No, it relates to "bpfpoll()".
> NetBSD has:
>
> while (d->bd_hbuf == 0) {
> if (d->bd_immediate) {
> if (d->bd_slen == 0) {
> splx(s);
> return (EWOULDBLOCK);
> }
>
> FreeBSD:
> while (d->bd_hbuf == 0) {
> if ((d->bd_immediate || timed_out) && d->bd_slen != 0)
> {
> OpenBSD:
> while (d->bd_hbuf == 0) {
> if (d->bd_immediate && d->bd_slen != 0) {
Those differences are unrelated to the select issue. It *looks* as if
the NetBSD one would cause a read in immediate mode *never* to block,
regardless of whether the file descriptor is in non-blocking mode or
not. That was introduced in change 1.36; that change says "Sync with
bpf-1.2a1", but the bpf-1.2a1 from LBL NRG
(ftp://ftp.ee.lbl.gov/bpf.tar.Z) doesn't do that - it does
while (d->bd_hbuf == 0) {
#ifndef hp300
#if BSD < 199103
if (uio->uio_fmode & (FNONBIO|FNDELAY))
#else
if (ioflag & IO_NDELAY)
#endif
{
if (d->bd_slen == 0) {
splx(s);
return (EWOULDBLOCK);
}
ROTATE_BUFFERS(d);
break;
}
#endif
if (d->bd_immediate && d->bd_slen != 0) {
/*
* A packet(s) either arrived since the previous
* read or arrived while we were asleep.
* Rotate the buffers and return what's here.
*/
ROTATE_BUFFERS(d);
break;
}
error = BPF_SLEEP((caddr_t)d, PRINET|PCATCH, "bpf",
d->bd_rtout);
See kern/8674 "bpf ioctl BIOCIMMEDIATE doesn't behave as it should" -
the description says
The BIOCIMMEDIATE bpf ioctl() basically behaves just like a
non-blocking open. This doesn't match what the man page says,
and
certainly doesn't match what you whould expect. According to
the man
page, in immediate mode read()'s will still block in this mode,
they
will just return immediately on any received packet.
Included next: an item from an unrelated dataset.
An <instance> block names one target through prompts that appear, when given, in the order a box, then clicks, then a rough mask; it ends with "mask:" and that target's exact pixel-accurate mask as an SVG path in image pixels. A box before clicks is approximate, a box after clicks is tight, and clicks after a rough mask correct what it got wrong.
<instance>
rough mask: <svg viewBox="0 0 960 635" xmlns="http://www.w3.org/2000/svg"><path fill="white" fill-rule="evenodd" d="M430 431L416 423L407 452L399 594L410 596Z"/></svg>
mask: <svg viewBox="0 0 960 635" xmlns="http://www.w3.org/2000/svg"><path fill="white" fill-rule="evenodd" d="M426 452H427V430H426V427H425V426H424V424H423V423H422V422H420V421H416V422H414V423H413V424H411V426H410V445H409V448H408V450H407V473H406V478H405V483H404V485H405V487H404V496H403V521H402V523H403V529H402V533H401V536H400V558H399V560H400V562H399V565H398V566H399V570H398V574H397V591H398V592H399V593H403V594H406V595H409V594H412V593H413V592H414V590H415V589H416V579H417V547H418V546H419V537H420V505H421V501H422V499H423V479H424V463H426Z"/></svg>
so the NetBSD code should probably be changed to match the FreeBSD code
- which is what your patch does, so it would, I suspect, fix kern/8674
as well.
> FreeBSD also has a bunch of other changes with the use of callouts,
> that according to the commit comment, relate to threads:
> http://www.freebsd.org/cgi/cvsweb.cgi/src/sys/net/bpf.c
> - search for rev 1.86.
Those are the changes to make "select()" work correctly; the checkin
comment is
Make bpf's read timeout feature work more correctly with
select/poll, and therefore with pthreads.
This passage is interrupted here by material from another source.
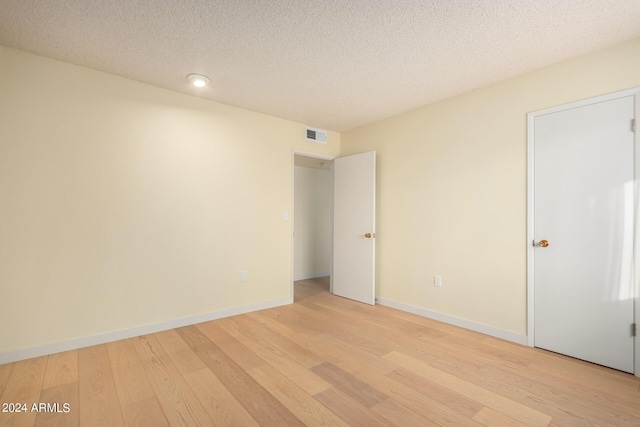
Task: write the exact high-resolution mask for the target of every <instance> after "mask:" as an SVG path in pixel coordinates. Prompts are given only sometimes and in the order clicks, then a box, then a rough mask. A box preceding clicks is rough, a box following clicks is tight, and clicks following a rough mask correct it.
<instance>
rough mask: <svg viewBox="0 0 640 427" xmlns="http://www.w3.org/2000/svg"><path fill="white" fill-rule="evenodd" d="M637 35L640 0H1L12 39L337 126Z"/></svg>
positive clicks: (359, 121)
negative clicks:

"...therefore with pthreads" means that with the old userland
"select()"/"poll()"-based pthreads, if BPF doesn't work correctly with
"select()" or "poll()", a threaded program won't work correctly with
BPF. (Presumably, with a pthreads library using KSE's in FreeBSD or
scheduler activations in NetBSD, that problem won't occur.)